Instead of soldering the wires to a dummy fuse (it's tough,i tried it ),just use two thin male spade connectors,and set them in epoxy,so it looks like a fuse.

The buzzer idea is kinda cool,but not sure how you would set it up to be current sensitive.Any small draw would activate the buzzer,so normal circuit activity probably would too.

That's the nice thing about the headlight setup,the brighter it is,the more current that is flowing.Dead short is full brightness.Plus you can see it from the other end of the vehicle,or from underneath.

BTW,I'll take the raise,double the pay would be nice 

Let's see,$0.00 an hour X 2 =


----------



## wyldman (Jan 18, 2001)

BTW - any update on what was the cause,or still causing the blown fuses ?


----------



## chtucker (Sep 6, 2002)

Shorted vacum motor for the HVAC system...

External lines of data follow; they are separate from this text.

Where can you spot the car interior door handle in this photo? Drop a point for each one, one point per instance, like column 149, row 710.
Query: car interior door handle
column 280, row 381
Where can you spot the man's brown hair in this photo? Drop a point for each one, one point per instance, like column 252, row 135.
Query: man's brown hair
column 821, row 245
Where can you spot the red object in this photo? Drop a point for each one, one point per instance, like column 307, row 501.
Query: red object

I thought this thing was a "superduty"

This has been the most unreliable vehicle I have owned, and most of it happened BEFORE I started plowing with it.

The headligt (actually kc dayligther) method worked well

Howard


----------



## wyldman (Jan 18, 2001)

Glad to hear you got it fixed.Thanks for the update.I'll have to remeber that one in case I get one in the shop for the same thing.


----------



## chtucker (Sep 6, 2002)

So here are the details.. the vacuum pump that runs the ESOF and the hvac ductwork fried. It is mounted on the ex (and all superduties) on the passenger side fender about 1ft back from the battery (on a diesel).

Ford part number F81H-2A451-B... I have not gotten a price on it yet.

Howard


----------